DEPRECATED in favor of [JuliaData/Arrow.jl](https://github.com/JuliaData/Arrow.jl)
Other
56 stars 9 forks source link

actions required for IPC use cases? #2

Open davidanthoff opened 6 years ago

davidanthoff commented 6 years ago

I know you are just starting on the writing case, but here is one thing I've been thinking about for a while: it would be really, really neat if this could be used for inter-process communication between julia and nodejs processes. In particular, I have a whole bunch of scenarios where I have tabular data on the julia side that I want to then process in a nodejs process with javascript. There is a full typescript implementation of arrow, so I kind of have this vision where it might be feasible to either send an arrow thingy as messages via a pipe over into javascript land, or maybe even via some shared memory region. I'm quite hazy about the details of that, but thought I'd bring it up at this point.

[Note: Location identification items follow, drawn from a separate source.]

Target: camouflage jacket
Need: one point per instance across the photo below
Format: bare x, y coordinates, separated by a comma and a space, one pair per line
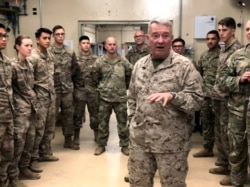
135, 54
43, 73
65, 64
217, 92
83, 79
207, 66
156, 128
237, 64
6, 92
23, 84
112, 78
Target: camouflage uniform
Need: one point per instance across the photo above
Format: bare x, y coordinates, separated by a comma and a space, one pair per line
135, 53
220, 106
159, 136
113, 77
64, 63
6, 117
239, 94
85, 92
207, 66
45, 92
25, 114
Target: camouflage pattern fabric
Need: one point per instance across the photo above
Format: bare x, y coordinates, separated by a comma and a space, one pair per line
85, 92
135, 53
162, 132
6, 117
239, 93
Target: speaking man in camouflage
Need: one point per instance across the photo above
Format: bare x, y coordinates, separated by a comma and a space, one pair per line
140, 49
6, 110
85, 90
207, 66
64, 63
235, 79
25, 113
226, 29
164, 91
43, 65
112, 73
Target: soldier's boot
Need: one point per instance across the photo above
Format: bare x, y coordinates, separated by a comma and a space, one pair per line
27, 174
76, 140
99, 150
226, 181
221, 170
68, 142
15, 182
35, 166
95, 135
206, 152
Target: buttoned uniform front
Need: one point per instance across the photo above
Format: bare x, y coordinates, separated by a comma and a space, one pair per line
239, 93
6, 117
44, 88
220, 105
64, 65
25, 114
85, 91
162, 131
207, 66
112, 77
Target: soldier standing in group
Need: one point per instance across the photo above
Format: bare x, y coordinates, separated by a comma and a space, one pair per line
235, 80
43, 66
25, 113
85, 90
112, 74
207, 66
140, 49
226, 29
64, 63
6, 111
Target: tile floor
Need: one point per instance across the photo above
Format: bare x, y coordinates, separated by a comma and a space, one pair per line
83, 169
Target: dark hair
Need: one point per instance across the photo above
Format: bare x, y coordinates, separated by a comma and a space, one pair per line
215, 32
228, 22
19, 39
41, 30
2, 26
83, 37
56, 28
179, 40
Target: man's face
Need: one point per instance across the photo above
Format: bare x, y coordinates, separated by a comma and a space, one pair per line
178, 47
139, 37
226, 33
212, 41
111, 46
85, 46
248, 31
44, 40
3, 38
59, 36
160, 40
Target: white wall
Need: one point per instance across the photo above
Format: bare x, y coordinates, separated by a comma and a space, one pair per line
69, 12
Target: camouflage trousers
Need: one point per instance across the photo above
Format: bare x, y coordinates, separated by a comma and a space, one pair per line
24, 137
64, 104
45, 127
81, 99
220, 129
238, 156
105, 110
207, 120
142, 167
6, 148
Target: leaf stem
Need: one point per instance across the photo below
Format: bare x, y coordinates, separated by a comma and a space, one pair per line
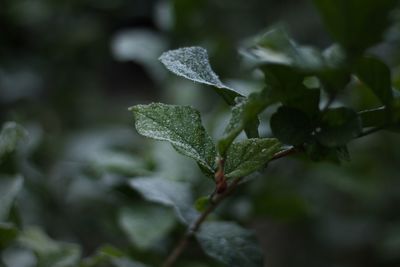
214, 203
174, 255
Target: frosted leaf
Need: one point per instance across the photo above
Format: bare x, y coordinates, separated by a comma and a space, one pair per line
9, 189
249, 155
179, 125
230, 244
167, 192
192, 63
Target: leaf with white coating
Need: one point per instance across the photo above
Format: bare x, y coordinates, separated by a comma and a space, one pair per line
250, 155
179, 125
192, 63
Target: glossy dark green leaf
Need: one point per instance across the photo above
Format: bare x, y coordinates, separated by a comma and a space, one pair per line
179, 125
288, 88
192, 63
49, 252
9, 189
202, 203
338, 127
355, 24
249, 155
146, 224
376, 75
230, 244
373, 117
169, 193
276, 47
111, 257
291, 126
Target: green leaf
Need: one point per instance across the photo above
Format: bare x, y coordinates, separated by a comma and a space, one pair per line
249, 155
355, 24
374, 117
179, 125
9, 189
49, 252
243, 114
10, 134
276, 47
230, 244
288, 88
110, 256
202, 203
376, 75
338, 127
8, 233
192, 63
167, 192
146, 224
291, 126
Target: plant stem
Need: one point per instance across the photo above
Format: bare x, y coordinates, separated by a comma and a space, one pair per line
174, 255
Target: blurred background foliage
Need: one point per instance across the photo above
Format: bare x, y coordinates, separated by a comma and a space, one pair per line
68, 72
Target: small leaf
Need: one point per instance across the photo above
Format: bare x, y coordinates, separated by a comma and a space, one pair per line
338, 127
243, 114
167, 192
355, 24
192, 63
179, 125
376, 75
10, 134
249, 155
230, 244
8, 233
146, 224
291, 126
9, 189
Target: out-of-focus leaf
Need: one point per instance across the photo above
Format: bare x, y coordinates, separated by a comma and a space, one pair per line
179, 125
202, 203
9, 189
376, 75
8, 233
230, 244
338, 126
291, 126
347, 21
147, 224
276, 47
10, 134
167, 192
192, 63
49, 252
108, 256
243, 113
373, 117
287, 87
247, 156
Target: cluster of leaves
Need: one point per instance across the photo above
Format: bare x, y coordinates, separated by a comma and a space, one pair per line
301, 86
296, 77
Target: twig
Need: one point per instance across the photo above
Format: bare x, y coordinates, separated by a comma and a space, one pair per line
196, 225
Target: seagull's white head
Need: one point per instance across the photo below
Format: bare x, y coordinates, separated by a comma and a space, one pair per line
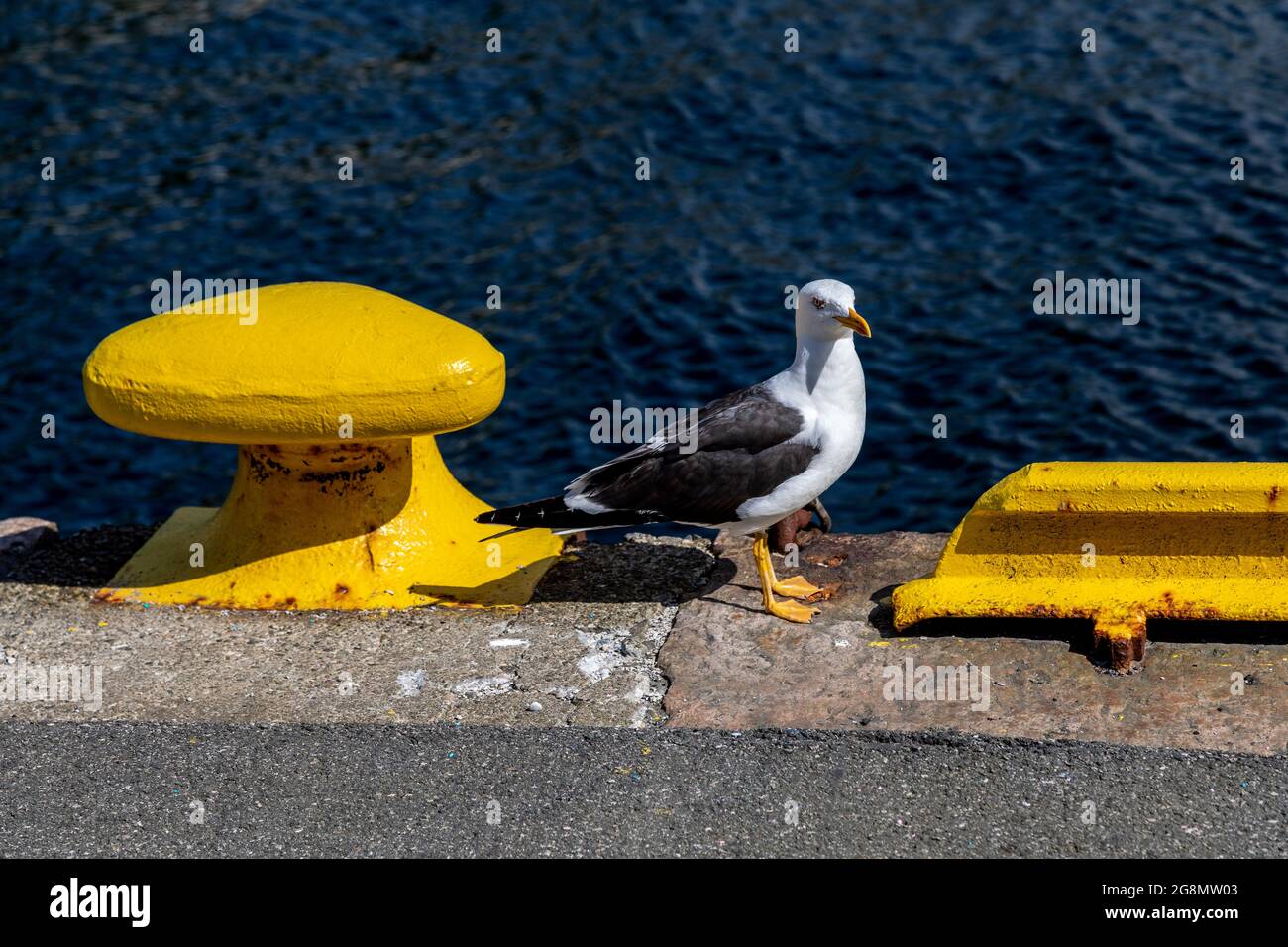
824, 309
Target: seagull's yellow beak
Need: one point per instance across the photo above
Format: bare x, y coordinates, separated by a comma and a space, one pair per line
857, 322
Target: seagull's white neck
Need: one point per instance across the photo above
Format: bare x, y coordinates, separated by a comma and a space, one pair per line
827, 363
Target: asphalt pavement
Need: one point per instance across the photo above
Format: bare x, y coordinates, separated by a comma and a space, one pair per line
142, 789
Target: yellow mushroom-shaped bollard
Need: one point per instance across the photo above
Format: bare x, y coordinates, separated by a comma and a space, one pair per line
333, 393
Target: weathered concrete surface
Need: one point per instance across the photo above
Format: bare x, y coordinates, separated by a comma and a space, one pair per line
583, 654
733, 667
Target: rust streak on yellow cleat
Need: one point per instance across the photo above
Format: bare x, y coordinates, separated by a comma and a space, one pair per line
1117, 543
314, 518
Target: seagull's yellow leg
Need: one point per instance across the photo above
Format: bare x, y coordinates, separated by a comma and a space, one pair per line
790, 611
797, 586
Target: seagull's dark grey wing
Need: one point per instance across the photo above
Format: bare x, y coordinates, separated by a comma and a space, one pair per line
742, 449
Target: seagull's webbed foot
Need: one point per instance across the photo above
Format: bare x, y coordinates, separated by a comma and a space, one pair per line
793, 611
769, 583
797, 586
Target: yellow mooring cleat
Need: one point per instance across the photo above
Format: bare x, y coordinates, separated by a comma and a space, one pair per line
1117, 543
333, 393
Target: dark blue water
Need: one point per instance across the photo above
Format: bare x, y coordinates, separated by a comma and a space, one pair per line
518, 169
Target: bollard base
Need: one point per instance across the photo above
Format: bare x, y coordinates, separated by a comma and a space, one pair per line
346, 526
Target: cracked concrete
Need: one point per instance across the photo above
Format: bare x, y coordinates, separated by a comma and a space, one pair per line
645, 633
584, 652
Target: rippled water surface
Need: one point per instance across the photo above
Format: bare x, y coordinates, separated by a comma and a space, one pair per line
516, 169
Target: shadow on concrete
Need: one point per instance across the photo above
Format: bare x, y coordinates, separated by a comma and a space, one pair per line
1177, 631
632, 573
84, 560
1074, 631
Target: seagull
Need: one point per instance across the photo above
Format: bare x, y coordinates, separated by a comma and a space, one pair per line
751, 459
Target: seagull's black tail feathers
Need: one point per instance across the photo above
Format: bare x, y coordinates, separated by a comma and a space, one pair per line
553, 513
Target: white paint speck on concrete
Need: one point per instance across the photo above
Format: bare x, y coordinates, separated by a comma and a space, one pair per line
411, 684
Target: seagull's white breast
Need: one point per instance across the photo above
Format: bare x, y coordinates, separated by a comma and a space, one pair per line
825, 386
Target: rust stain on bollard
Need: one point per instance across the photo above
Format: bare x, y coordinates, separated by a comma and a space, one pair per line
334, 394
1120, 544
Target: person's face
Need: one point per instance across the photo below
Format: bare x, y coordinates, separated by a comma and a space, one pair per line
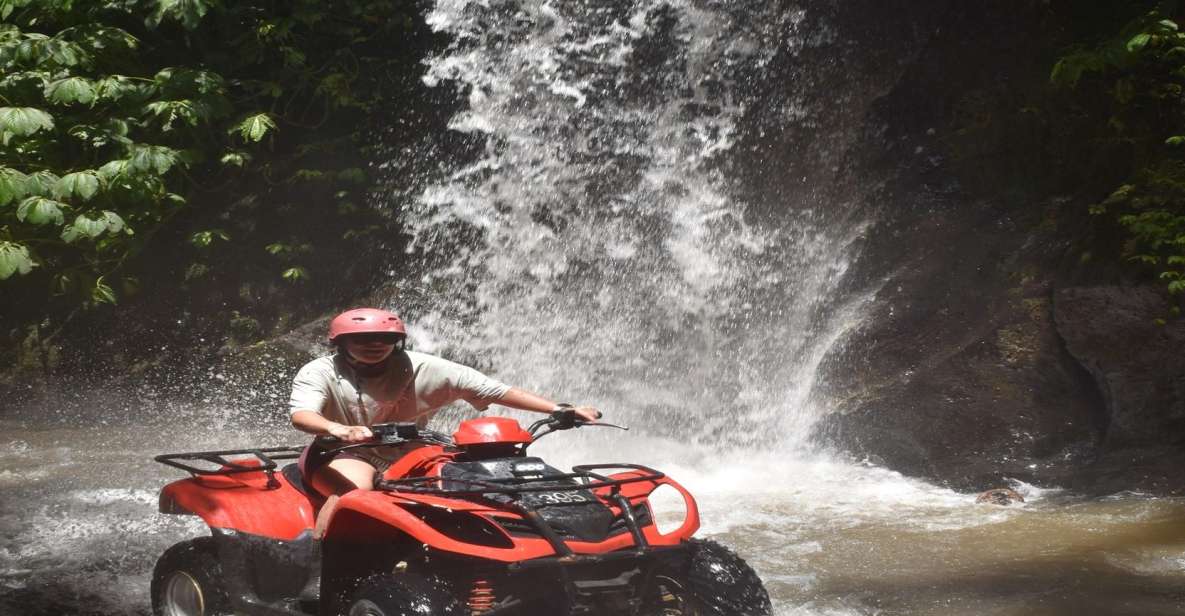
370, 348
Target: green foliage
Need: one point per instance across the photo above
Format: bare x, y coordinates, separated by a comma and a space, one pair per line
1141, 69
14, 258
23, 121
185, 136
255, 127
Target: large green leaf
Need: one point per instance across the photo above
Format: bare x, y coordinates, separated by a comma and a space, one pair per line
24, 121
91, 228
71, 90
117, 88
1138, 42
13, 185
39, 211
40, 183
113, 169
102, 293
82, 184
255, 127
152, 159
168, 113
14, 258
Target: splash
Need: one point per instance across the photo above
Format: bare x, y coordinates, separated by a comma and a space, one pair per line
596, 249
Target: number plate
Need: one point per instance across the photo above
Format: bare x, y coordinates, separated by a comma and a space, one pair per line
562, 498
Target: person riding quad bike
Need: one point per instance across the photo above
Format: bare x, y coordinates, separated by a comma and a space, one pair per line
373, 379
452, 525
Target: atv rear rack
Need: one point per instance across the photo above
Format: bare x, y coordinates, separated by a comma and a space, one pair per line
263, 461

ExpandingMan commented 6 years ago

I definitely hope to be able to do things like that. As the design is currently, all you really need is a pointer to a buffer containing binary data in Arrow format. Except in the simplest cases, there would be a little bit of overhead to making Julia arrays readable in Arrow format. In particular, Julia does typically store nullable arrays in the Arrow format (although one could of course create a Julia object that does so). Of course the simplest way around this would be to copy data from Julia arrays into an array in the arrow format, but obviously the copying is quite undesirable. The only alternative I could see would be to create objects that e.g. contain both references to the Julia array you want to send and a new buffer containing Arrow formatted metadata such as nulls. Fortunately, as Arrow.jl is right now, one needn't necessarily store all parts of an Arrow array in only one particular Julia object, so I don't think this case would require any rethinking of what I've already written.

The one thing that I am extremely confused about right now is whether there is any sort of metadata standard format that is part of Arrow and not a particular implementation such as Feather. I think the answer is basically no, although there seems to be some standard associated with sending messages like you described.

In summary, I don't think I understand everything that would be involved in sending inter-process messages using Arrow, but I'm reasonably sure we are on track to eventually be able to do that. Once I finish the basic implementation I can worry about how to describe Julia objects in an arrow format.

(I'll try to write the README tomorrow, if you become concerned that anything I'm doing would be incompatible with this use case, please let me know.)